Fabiano Veloso é neto e filho de pescadores e também se aventura no mar ocasionalmente. Ele cresceu ouvindo as superstições, muitas que hoje nem existem mais, e também as histórias de sua avó que reúnem assombrações, presságios e tragédias com aqueles que não seguiram seus instintos e se aventuraram no mar. 

“Se o pescador for para o mar com a sensação de que não é pra ir, com certeza vai ficar à deriva ou, em vários casos, pode nem voltar, como ouvimos relatos contados por algumas viúvas”, diz Fabiano. Ele também acrescenta que a Sexta-feira Santa nunca é um bom dia para os pescadores saírem para o mar. “Acontece um saragaço, o barco quebra ou, na melhor das hipóteses, não dá peixe”. Fabiano diz que também sempre há um ou outro pescador que não sai para pescar em nenhuma sexta-feira 13.

Já o pescador Renato Passos, de Navegantes, diz que a realidade da pesca hoje não dá mais espaço para superstições e que a única ainda é preservada é a Sexta Feira Santa. “Antigamente o pescador não levava banana no barco porque trazia más energias, mulheres grávidas ou menstruadas não podiam passar próximo às redes porque os equipamentos poderiam sofrer avarias no mar ou não daria peixe. Hoje não é mais assim”, destaca Renato.

No entanto, o pescador deixa claro que não são as pessoas que deixaram de acreditar cegamente nas superstições, mas que a escassez de peixe e as adversidades climáticas não possibilitam que o pescador possa se dar ao luxo de ficar em casa. “Hoje se pesca pela manhã para comer à noite. Com o pouco peixe que tem dado, mais os longos períodos de defeso, se não pescarmos todos os dias passamos fome”, pontua. 
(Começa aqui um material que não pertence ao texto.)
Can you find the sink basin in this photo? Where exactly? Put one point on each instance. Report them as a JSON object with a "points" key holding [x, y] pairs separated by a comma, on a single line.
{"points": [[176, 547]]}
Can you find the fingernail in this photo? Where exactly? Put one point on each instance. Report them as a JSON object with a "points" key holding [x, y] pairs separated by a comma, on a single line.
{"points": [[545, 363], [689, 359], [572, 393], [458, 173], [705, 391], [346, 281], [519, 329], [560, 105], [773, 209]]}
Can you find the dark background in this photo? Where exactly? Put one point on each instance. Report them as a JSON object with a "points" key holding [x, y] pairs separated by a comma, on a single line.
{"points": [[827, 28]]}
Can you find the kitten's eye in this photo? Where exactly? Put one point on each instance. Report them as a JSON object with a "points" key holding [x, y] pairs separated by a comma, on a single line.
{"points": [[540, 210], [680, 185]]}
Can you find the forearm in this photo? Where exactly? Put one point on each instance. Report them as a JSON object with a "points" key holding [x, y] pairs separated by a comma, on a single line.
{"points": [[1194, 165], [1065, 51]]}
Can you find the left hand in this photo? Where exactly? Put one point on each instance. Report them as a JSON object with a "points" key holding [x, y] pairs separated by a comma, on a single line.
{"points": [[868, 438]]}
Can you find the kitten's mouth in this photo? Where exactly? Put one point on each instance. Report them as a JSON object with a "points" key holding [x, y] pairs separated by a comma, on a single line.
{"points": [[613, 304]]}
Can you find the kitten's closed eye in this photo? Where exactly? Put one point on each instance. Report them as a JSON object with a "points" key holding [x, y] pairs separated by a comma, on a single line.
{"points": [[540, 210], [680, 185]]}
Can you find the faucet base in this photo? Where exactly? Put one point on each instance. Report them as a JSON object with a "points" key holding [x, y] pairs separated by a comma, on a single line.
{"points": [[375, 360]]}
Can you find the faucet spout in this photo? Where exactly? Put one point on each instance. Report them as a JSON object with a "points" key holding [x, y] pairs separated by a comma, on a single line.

Herança dos colonizadores portugueses

Os colonizadores portugueses trouxeram as tradições da caça às baleias e depois da pesca para a costa brasileira, muitos dos petrechos que ainda são usados na pesca artesanal e, com elas, as crenças e superstições, muito presentes na Península Ibérica. 

O pesquisador, historiador e superintendente da Fundação Municipal Cultural de Penha Pichuco Santos, Eduardo João de Souza, o Bajara, diz que na questão das superstições, basicamente ainda existem muitas, que perduram pelo tempo, passadas através das gerações pelas famílias tradicionais. 

“Em relação ao mar, ao vento, à noite e ao dia, principalmente o homem do mar, o pescador, existe muita coisa ligada a uma ou outra tradição ou hábito dos portugueses, sejam eles açorianos ou não”, destaca o estudioso. Bajara acrescenta que a tradição pesqueira foi adotada pelos colonizadores cerca de 50 anos depois da chegada no Brasil, com o final da caça às baleias. 

Já a psicóloga Milena Béttega, de Navegantes, defende que as crenças são geralmente formadas pelas vivências e também pelos grupos nos quais estamos inseridos ou admiramos. “As superstições podem entrar nessa categoria, mas de fato, o contexto que a pessoa vive acaba influenciando mais”, pontua. 

Milena diz ainda que superstições podem funcionar como um efeito placebo. “No caso da sexta-feira 13, por exemplo, se a pessoa acreditar que as energias negativas rondam a data, ela pode ficar mais ansiosa ou estressada e gerar situações negativas. Mas reforço que não temos provas do nível de crença das pessoas em relação a isso”.